Find the N minimum elements

curoli · December 1, 2019, 2:24pm

Right, so you need an Ordering that depends on your measure function.

jimka · December 1, 2019, 2:48pm

Isn’t the ordering fixed at compile time? How can it depend on a function which is chosen at runtime and is different potentially every time takeNsmallest is called?

for{  center <- points 
  smallOnes = points.sortWith{ (a,b ) => euclidianDistance(a, center) < euclidianDistance(b, center)}.tail.take(N)
  } doSomethingWith(smallOnes)

curoli · December 1, 2019, 3:28pm

I think you probably are looking for implicit def.

sangamon · December 1, 2019, 4:41pm

Same as with an explicit function parameter. In the end, the implicit Ordering is just another parameter that just happens to be filled in by the compiler if the context allows for it.

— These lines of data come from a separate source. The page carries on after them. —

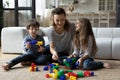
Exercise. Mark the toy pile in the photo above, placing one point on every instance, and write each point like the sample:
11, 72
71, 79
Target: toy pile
56, 73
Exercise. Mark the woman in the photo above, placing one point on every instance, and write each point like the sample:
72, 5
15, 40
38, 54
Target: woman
85, 46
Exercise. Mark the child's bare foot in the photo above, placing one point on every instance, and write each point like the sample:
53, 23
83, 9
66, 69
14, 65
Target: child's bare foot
106, 65
6, 67
28, 63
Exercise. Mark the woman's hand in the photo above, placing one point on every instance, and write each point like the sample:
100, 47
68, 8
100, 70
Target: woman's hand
71, 56
54, 55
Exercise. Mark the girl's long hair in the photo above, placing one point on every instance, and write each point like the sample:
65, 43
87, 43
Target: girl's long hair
58, 11
81, 37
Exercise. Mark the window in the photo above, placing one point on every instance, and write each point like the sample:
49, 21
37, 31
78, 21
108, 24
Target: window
107, 5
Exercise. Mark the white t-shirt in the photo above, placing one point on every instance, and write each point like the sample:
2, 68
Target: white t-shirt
62, 41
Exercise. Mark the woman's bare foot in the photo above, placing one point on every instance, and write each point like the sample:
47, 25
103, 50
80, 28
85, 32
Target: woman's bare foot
6, 67
106, 65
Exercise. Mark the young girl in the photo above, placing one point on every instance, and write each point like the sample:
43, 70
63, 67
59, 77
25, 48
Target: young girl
85, 46
39, 54
60, 35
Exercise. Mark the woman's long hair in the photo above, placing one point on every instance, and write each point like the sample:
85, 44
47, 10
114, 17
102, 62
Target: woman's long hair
58, 11
81, 37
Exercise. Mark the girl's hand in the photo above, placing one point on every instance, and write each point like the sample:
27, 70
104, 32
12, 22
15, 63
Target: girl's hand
41, 49
55, 56
28, 46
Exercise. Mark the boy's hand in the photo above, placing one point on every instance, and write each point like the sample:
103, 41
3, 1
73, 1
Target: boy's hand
55, 56
41, 49
80, 61
28, 46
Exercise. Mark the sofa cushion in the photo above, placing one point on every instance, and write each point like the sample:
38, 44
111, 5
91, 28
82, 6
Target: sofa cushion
116, 48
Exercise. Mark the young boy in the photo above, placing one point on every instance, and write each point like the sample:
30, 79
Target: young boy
33, 46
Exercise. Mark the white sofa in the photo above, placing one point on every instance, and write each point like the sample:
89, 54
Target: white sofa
108, 40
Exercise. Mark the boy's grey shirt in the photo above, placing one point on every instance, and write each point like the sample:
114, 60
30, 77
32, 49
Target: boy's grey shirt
62, 41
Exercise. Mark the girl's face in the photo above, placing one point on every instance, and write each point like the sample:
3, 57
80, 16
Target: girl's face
78, 26
33, 31
59, 20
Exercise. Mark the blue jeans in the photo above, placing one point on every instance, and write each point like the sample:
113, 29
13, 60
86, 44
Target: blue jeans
90, 64
38, 58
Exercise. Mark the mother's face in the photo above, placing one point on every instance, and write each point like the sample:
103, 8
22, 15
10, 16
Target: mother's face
59, 20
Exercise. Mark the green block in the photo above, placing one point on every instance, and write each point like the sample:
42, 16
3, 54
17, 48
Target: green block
80, 74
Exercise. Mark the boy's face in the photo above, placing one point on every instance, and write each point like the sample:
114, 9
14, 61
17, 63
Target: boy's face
33, 31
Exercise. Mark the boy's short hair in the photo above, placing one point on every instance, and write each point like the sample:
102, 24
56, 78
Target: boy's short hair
33, 23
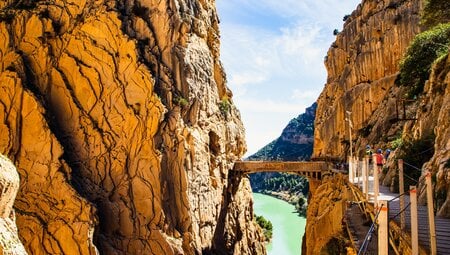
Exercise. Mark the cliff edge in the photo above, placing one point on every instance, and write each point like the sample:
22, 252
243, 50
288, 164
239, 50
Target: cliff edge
118, 118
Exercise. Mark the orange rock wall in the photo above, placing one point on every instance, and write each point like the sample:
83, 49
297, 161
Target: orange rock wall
362, 66
110, 111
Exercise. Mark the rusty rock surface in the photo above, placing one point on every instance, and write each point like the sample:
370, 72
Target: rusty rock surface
119, 120
362, 66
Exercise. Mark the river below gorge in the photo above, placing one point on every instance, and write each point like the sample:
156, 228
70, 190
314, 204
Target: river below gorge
288, 226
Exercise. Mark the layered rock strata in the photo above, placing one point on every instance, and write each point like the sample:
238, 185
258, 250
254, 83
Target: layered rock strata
362, 66
433, 115
326, 210
119, 120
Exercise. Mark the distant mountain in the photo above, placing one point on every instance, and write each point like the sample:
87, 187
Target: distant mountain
295, 142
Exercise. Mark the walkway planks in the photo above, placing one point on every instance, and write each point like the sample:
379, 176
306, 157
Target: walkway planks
442, 224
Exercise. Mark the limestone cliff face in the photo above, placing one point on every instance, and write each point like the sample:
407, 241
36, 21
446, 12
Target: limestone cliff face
362, 66
326, 210
433, 115
119, 120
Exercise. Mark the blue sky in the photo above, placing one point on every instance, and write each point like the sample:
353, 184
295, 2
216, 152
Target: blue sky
273, 52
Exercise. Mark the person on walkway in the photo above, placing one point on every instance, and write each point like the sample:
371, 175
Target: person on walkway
387, 153
379, 160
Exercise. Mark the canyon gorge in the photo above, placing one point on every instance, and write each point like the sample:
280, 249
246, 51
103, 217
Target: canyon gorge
121, 126
119, 132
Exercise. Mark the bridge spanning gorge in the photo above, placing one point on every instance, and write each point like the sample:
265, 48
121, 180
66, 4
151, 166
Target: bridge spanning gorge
309, 169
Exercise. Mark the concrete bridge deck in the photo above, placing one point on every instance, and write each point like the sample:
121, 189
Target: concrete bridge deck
306, 168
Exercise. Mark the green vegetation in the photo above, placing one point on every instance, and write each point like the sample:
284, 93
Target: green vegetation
416, 153
416, 65
267, 227
289, 146
447, 163
294, 144
263, 182
435, 12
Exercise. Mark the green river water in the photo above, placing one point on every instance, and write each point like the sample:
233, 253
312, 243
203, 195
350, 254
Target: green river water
288, 227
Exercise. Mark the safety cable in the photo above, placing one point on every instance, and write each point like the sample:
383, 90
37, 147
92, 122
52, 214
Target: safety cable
367, 239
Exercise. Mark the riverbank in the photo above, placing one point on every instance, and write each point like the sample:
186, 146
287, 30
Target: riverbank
288, 226
290, 197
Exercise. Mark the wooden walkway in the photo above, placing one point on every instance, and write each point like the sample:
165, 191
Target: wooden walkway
306, 168
442, 224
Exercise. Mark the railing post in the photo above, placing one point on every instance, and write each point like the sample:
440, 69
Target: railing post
355, 167
414, 221
430, 206
366, 174
376, 184
350, 169
401, 190
363, 174
383, 228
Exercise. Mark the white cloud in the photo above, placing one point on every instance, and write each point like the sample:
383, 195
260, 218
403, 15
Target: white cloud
273, 55
307, 95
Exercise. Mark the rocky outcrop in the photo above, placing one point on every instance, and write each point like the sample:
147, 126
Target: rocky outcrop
9, 185
295, 142
119, 120
362, 66
326, 211
433, 114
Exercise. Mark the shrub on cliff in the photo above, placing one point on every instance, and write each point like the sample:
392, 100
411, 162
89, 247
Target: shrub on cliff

val s: Seq[Int] = Seq(3, 5, 2, 1, 4)

// use global implicit
println(s.sorted)

// explicitly pass ordering as argument
println(s.sorted(implicitly[Ordering[Int]].reverse))

{
  // override implicit ordering in scope
  implicit val ord: Ordering[Int] = Ordering.by(_.toBinaryString)
  println(s.sorted)
}

andreak · December 1, 2019, 6:58pm

Ordering[T] type-checks at compile-time but is computed at runtime using the provided implicit Ordring.
Example:

sortedEntries = account.blockedSenders.asScala.toList.sorted(Ordering.by{ (e: EmailBlockedSenders) => e.address.toLowerCase()})

Hope this helps.

coreyoconnor · December 1, 2019, 10:20pm

I’ve wondered about effective ways to explain implicit values. How to give a conceptual meaning to the logic of “type checks”? I’m curious if this is accurate:

Implicit values are evidence a value of that type exists. These only type check if the compiler find this evidence in scope.

jimka · December 2, 2019, 9:39am

Funny story…, when I changed this implementation in my code (as a result of this thread) I introduced a funny bug which took me a few days to notice. My original implementation data.sortWith(measure).take(10) returns the list of the 10 smallest elements in sorted order so that the smallest one is at the head. In particular if any element has zero distance, then it is necessarily at the head of the returned list.

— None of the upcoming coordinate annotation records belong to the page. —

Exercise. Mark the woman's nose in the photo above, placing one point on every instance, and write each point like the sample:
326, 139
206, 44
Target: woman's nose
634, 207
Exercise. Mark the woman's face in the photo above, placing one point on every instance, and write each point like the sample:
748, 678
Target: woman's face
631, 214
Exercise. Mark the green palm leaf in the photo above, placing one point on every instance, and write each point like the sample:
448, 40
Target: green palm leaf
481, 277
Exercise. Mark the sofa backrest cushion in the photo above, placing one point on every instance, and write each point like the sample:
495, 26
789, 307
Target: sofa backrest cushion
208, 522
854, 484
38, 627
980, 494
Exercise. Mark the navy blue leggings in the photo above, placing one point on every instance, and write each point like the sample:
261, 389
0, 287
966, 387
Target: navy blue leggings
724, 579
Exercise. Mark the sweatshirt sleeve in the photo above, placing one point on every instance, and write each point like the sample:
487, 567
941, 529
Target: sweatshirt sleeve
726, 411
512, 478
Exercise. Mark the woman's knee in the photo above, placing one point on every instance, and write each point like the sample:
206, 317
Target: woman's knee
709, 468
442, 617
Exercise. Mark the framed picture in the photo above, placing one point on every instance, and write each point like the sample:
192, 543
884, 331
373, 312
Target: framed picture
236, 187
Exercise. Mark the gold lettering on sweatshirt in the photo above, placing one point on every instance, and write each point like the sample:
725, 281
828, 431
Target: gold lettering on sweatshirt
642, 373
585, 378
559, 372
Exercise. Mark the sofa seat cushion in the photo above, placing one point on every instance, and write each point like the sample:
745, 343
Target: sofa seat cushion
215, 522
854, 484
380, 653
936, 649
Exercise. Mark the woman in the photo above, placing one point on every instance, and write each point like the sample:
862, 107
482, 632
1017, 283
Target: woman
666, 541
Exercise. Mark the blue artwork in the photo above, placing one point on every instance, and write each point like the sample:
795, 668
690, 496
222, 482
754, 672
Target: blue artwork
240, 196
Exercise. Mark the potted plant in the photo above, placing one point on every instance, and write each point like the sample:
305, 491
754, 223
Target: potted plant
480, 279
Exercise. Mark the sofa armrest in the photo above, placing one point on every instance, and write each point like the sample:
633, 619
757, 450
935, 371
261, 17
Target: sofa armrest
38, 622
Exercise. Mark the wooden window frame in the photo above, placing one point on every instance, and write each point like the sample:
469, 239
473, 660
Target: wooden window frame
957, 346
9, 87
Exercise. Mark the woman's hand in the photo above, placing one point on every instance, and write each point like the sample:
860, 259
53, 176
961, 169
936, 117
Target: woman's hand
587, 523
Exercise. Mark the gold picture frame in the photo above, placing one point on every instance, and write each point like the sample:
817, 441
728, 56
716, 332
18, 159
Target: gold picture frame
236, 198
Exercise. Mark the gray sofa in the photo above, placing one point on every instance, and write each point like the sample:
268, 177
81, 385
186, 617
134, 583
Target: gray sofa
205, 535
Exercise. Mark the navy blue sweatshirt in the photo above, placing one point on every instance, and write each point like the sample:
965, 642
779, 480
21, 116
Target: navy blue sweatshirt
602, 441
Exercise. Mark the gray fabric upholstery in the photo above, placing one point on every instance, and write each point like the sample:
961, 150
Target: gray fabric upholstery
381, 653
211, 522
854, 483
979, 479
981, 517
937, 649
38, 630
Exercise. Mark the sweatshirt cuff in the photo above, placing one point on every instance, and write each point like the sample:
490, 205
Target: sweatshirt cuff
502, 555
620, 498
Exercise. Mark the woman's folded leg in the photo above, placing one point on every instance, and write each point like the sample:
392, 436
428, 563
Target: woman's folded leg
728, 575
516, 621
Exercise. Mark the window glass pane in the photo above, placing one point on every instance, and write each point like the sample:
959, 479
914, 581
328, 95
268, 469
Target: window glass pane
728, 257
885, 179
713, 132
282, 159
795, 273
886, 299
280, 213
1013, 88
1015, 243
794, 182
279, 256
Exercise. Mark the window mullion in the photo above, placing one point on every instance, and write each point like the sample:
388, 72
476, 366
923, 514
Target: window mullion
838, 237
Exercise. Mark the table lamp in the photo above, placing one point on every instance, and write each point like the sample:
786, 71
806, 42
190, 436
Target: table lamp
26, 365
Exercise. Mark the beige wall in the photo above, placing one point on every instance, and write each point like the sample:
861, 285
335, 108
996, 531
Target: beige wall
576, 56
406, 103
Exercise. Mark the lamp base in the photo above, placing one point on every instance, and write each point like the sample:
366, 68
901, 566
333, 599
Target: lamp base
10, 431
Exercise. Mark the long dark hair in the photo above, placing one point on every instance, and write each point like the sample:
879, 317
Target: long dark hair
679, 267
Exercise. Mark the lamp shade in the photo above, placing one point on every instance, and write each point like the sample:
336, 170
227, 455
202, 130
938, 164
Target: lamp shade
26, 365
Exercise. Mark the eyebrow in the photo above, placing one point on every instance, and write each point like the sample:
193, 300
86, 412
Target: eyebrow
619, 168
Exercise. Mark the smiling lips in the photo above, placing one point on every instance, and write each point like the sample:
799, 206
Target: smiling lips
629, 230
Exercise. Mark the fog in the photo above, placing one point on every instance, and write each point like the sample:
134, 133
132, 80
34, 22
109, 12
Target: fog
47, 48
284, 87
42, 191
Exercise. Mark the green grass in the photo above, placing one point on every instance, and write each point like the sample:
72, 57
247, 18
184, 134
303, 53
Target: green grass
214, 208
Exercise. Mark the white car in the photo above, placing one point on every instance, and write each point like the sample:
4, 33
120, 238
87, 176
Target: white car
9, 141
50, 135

When I changed the algorithm, the list returned was still the 10 smallest, but no longer in sorted order, and worse, might have zero distance elements at places other than the head. So I eventually got a division by zero issue, which wasn’t an exception, just resulted in NaN in some weird places in the resulting data, far from the source of the error.

jimka · December 2, 2019, 6:43pm

OK, but your functions, benchFold, benchIter, benchNSmallest and benchPlainSort don’t have such a parameter. There’s still something I’m missing.

LannyRipple · December 2, 2019, 9:48pm

While it’s accurate I’ve found new learners don’t grok the explanation from that direction. I usually explain that implicits are “helpers” of some sort that the compiler fills in for you when you ask for them. You have to state which helper you want by placing a distinguished value (or a value generator) of the given type in implicit scope. If the compiler cannot find an implicit of the given type then it was never put (or generated) into implicit scope. Contrariwise if the compiler doesn’t complain then your helper was found.

There’s something about showing them implicit val myFoo = Foo(xyz) and then talking about evidence. When I’ve asked the folks I’ve taught they don’t think this is an interesting connection because of course it exists, they just put it there. It’s when you get into implicit defs that generate some complex implicit where speaking about “evidence” clicks.

YMMV of course.

sangamon · December 2, 2019, 10:29pm

The bench.* functions don’t - they already bind the concrete type (Int) and just rely on the default implicit Ordering for this type. The .*MinSet functions do, though: They declare a context bound [T : Ordering] (see lang spec §7.4), which basically is sugar for an additional parameter list (implicit xyz: Ordering[T]), where xyz is a compiler-generated identifier.

sangamon · December 2, 2019, 10:48pm

I cannot really comment on the theoretical foundations, but this feels too condensed - in particular it seems to be missing the distinction between implicit definition (declaration) and implicit parameter (usage). Perhaps better: “Implicit definitions provide evidence that a value of a type exists. (EDIT: Application of methods with) Implicit parameters only type-checks if the compiler finds evidence for the corresponding type in scope.”…?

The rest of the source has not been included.